Bug #3465
openChange InlineType to CDATA
0%
Description
Currently in eml definition, the InlineType, which is the data type of element inline, is PCDATA. This means xml parser will parse it. This causes some problems. For example, SAX parse in Metacat will change "<", if it is in element inline, to "<" during the parsing. This change will make the document invalid. If we change InlineType to CDATA, SAX parser will skip the content in element inline, the problem will be gone.
Files
Updated by Margaret O'Brien over 16 years ago
This document
http://dev.nceas.ucsb.edu/knb/metacat/mobrien.1.4/xml
was inserted to metacat with the script wrapped in a cdata section, as in:
<inline>
<script>
<![CDATA[
function matchwo(a,b)
{
if (a < b && a < 0) then
{
return 1;
}
else
{
return 0;
}
}
]]>
</script>
</inline>
When metacat returns the doc, the CDATA wrapper is no longer there, the < etc get resolved and result is no longer valid xml. As expected, if I replaced the < and & with references AND wrapped the script in CDATA, metacat had no problem returning the whole doc, since now it has escaped characters to replace, too(see docid=mobrien.1.5).
So it seems that metacat is altering the incoming doc by removing the CDATA delimiters before it stores the content. Does this mean that this is not an EML problem, but a metacat behavioral problem instead?
Updated by Margaret O'Brien over 16 years ago
Sorry, that comment lost some text:
When metacat returned doc mobrien.1.4, the '<' etc that were originally enclosed in CDATA are now exposed, and the doc is no longer valid xml.

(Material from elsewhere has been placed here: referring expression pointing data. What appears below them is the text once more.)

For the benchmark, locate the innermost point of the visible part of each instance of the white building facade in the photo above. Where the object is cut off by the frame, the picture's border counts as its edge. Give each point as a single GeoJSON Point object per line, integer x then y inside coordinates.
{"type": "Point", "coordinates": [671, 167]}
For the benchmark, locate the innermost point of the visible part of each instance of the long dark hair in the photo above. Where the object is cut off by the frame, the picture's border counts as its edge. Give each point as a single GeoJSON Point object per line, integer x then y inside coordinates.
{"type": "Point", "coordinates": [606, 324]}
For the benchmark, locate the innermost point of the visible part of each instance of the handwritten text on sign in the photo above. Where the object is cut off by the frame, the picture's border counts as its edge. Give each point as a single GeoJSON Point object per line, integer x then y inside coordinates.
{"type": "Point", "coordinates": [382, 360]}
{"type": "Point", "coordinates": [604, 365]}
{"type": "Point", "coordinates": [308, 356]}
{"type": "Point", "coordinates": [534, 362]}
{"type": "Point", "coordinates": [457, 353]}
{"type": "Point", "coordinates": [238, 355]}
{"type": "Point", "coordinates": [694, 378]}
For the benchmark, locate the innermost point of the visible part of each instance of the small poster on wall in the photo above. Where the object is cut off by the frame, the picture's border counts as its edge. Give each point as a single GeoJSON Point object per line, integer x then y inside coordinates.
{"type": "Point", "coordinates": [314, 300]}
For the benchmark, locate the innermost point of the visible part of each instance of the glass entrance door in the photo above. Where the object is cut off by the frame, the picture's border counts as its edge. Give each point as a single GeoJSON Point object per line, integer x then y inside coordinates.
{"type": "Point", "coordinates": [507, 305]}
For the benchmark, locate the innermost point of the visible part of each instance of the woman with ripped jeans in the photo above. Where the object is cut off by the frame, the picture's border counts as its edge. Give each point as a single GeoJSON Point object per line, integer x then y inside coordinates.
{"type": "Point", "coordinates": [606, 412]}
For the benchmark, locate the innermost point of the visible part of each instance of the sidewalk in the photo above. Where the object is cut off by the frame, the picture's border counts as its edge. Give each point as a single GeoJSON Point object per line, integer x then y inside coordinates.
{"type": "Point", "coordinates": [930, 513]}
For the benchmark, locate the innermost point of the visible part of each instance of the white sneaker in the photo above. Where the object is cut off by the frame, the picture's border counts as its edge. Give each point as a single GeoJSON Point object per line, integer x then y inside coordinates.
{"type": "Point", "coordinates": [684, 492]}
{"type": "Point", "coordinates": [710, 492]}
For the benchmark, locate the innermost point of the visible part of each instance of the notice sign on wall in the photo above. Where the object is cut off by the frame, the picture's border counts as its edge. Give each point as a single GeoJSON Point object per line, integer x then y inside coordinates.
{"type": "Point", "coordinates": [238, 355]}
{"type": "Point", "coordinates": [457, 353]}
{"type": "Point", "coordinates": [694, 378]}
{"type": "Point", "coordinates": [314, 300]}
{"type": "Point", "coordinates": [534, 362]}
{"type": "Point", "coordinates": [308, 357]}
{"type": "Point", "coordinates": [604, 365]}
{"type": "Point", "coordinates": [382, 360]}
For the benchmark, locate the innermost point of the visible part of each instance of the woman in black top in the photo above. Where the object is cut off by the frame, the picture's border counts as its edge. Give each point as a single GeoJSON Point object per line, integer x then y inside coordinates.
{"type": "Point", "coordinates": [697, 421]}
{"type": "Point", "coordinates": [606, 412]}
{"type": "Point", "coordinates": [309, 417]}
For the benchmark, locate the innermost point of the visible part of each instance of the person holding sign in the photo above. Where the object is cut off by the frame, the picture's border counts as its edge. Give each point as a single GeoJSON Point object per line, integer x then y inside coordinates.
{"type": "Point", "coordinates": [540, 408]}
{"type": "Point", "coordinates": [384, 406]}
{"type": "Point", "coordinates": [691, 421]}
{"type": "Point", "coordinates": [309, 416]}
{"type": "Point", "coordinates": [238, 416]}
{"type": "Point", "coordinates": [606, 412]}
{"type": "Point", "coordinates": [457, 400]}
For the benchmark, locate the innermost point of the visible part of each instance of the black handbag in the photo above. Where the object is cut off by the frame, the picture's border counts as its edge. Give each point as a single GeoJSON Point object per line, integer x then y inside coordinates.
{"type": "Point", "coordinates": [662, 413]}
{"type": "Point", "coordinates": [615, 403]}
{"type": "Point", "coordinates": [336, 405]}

If instead of using a CDATA section, I replaced the offending characters with entity refs, (<) then predictably, these were resolved and the doc is no longer valid. See mobrien.1.6
Doing both (using entity refs inside a CDATA section, mobrien.1.5) preserved the document for viewing, but the returned xml doc is still altered by metacat - not a good thing.